The joy it brings me to watch Riley move around the house, explore nature and become a little human who will represent me in this world is unfathomable and indescribable. Her life and the new life we are about to bring into this world give me the strength and courage to keep fighting with every ounce of energy I have and to continue bearing this impossible weight. Of course, I am scared that I won’t be around for long enough to see them grow up, get married, and have children of their own, but I remain steadfast in the face of fear, finding strength and joy in the knowledge that they will be loved, they will know who I am, and that their actions in life will be both a reflection and extension of me.
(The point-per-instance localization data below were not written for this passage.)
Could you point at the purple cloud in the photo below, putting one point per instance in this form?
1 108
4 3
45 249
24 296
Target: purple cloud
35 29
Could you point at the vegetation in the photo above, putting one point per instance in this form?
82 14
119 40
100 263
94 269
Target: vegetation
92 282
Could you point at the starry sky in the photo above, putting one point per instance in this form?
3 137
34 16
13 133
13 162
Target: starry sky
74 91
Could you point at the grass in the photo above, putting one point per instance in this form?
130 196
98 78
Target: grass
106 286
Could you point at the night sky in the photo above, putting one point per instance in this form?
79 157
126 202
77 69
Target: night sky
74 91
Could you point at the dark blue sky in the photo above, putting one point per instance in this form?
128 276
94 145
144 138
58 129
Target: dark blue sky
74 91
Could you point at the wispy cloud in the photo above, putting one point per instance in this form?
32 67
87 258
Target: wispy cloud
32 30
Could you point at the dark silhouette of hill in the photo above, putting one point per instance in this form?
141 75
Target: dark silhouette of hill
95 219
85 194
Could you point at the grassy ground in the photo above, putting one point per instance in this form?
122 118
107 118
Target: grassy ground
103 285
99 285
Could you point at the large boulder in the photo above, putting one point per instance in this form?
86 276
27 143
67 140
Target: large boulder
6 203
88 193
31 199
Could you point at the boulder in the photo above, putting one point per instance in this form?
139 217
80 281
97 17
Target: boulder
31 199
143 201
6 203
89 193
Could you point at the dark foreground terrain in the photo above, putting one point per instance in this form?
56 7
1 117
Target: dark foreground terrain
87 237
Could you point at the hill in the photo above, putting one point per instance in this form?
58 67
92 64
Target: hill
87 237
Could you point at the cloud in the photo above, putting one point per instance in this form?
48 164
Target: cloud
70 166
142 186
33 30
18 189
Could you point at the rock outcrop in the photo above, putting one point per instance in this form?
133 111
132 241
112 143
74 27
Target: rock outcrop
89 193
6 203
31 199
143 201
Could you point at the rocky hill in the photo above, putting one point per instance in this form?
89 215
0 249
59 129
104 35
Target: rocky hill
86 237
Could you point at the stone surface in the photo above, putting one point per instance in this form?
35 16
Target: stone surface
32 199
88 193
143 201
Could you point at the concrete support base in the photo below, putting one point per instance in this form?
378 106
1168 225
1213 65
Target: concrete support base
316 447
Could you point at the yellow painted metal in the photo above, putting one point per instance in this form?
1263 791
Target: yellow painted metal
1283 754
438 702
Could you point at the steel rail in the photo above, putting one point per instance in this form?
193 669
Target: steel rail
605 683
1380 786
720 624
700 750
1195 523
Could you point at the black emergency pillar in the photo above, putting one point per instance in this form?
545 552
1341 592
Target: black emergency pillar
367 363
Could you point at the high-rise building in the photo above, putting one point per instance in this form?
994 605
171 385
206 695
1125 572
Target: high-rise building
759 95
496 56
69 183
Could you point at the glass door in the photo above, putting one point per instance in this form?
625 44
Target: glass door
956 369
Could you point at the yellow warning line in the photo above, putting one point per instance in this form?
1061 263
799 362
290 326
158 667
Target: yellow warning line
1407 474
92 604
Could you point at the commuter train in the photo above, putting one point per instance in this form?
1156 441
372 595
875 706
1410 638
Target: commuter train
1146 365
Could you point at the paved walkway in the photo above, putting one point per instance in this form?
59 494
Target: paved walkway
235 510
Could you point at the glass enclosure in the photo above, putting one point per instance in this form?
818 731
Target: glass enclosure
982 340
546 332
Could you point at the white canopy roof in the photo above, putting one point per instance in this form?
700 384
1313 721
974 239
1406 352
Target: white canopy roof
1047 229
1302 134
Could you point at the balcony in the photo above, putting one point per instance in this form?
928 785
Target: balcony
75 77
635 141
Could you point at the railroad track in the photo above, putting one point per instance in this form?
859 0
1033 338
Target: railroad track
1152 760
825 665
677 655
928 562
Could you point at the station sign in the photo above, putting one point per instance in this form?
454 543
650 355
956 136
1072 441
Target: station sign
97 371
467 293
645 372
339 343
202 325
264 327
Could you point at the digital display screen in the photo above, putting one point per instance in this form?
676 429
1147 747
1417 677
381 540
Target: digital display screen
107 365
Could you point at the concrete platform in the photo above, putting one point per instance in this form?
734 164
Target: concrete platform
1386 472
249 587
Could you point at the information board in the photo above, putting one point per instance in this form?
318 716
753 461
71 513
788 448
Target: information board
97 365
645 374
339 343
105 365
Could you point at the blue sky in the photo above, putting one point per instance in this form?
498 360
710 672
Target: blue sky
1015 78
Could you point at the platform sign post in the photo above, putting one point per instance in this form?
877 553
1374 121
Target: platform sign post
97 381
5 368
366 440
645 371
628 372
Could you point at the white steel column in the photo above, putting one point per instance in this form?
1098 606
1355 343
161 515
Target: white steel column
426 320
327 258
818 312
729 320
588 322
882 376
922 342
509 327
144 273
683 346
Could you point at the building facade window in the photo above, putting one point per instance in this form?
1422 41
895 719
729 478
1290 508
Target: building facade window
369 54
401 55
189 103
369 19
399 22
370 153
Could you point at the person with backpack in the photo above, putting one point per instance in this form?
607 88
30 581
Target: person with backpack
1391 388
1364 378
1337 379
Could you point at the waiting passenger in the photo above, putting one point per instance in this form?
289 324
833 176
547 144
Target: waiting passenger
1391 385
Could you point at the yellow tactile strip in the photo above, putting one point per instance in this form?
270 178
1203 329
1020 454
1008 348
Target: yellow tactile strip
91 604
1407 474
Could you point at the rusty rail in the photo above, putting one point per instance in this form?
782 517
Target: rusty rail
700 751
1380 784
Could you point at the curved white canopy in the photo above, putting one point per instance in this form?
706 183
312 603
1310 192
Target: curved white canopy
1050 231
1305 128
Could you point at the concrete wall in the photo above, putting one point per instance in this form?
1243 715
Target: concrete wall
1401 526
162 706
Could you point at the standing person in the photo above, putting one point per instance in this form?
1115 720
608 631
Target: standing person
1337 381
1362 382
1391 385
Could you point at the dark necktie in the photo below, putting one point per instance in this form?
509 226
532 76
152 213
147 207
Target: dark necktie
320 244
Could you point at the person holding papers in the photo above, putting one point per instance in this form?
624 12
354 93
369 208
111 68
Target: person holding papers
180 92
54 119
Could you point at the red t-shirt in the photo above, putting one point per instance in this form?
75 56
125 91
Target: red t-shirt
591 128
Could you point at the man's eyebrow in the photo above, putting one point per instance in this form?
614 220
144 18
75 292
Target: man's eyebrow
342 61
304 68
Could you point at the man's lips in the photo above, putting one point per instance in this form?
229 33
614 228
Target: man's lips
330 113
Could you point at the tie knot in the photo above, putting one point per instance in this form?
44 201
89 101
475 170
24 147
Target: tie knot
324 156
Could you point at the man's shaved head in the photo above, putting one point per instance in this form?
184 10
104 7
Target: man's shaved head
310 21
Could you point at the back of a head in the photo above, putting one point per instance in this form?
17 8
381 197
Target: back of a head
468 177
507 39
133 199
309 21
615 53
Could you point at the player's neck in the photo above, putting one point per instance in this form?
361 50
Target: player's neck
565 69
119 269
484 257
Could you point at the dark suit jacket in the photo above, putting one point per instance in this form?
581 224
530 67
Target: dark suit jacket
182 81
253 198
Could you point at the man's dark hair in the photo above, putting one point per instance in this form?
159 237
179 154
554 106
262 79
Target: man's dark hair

So at the end of the day, my story of the happiest years of my life may seem littered with tragedy, but there would be no light without darkness. And for as many heartbeats as I have left, I will love unconditionally, I will enjoy every moment no matter how painful or difficult. I will find the silver lining and give purpose to my days. I will take pride in myself and in my daughters, and as long as I have the strength, I will be there to lift them up and hug them tight.